6.    Conclusions and Future Work

In this paper, an efficient disinformation prediction model is developed to reveal the disinformation about covid-19 on social media by BERT-based model compression algorithm and SHAP. In conclusion, the approach presented in this paper is a promising approach to combat the spread of fake news. It contributes to the existing knowledge in the following ways:

• 1)    By utilizing the knowledge refinement process, the student model can benefit from the expertise and rich representations learned by the teacher model. This enables efficient knowledge transfer without the need to increase the parameters of the student model during the training process. Thus, this approach provides a computationally efficient alternative to training a large and complex student model directly and independently.

• 2)    The interpretability aspect of this approach allows users to understand why a certain news article is classified as fake, by providing clear and concrete explanations based on the features and patterns detected by the model. This not only helps individuals make informed decisions but also enables researchers and experts to further analyze and improve the detection system.

Our findings have shown how well the suggested approach works, and they have important implications for identifying COVID-19 misinformation and boosting public confidence.

With this knowledge distillation and SHAP-based model, we can achieve high accuracy while obtaining explanations for fake news classification. This will help to improve the accuracy of fake news classification on social networks by creating simplified models with lower computational requirements, which can be extended to real-time fake news detection on various platforms such as social media, where a large number of news articles are published every second. The interpretability of this approach increases the credibility and transparency of the fake news detection system. Users can gain insights into the reasons behind the classification decisions, which increases the credibility of the system and reduces the impression of black-box decisions. It also provides valuable explanations to researchers and experts. These explanations can help identify specific features, patterns or biases that contribute to fake news, thus facilitating further analysis and improving the overall understanding of the problem. The methodology can be generalized to areas other than fake news detection. Knowledge transfer and interpretability techniques have the potential to be applied in a variety of areas such as fraud detection, sentiment analysis or content management.

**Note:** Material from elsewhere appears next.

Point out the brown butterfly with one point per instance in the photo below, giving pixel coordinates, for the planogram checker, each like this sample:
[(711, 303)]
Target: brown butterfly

One of the limitations in this work is using a small COVID-19 Fake News Detection dataset can restrict the model’s ability to detect and verify new fake news pertaining to COVID-19 or fake news in other medical fields. A method based solely on limited datasets and pre-trained models may not cover all domains of fake news.

To address this limitation, it is necessary to incorporate more domain-specific expertise and expand the scope of the training dataset to enhance the model’s ability to detect and verify false information in the medical domain. This would help improve the accuracy in identifying and combating the spread of false information in the medical field.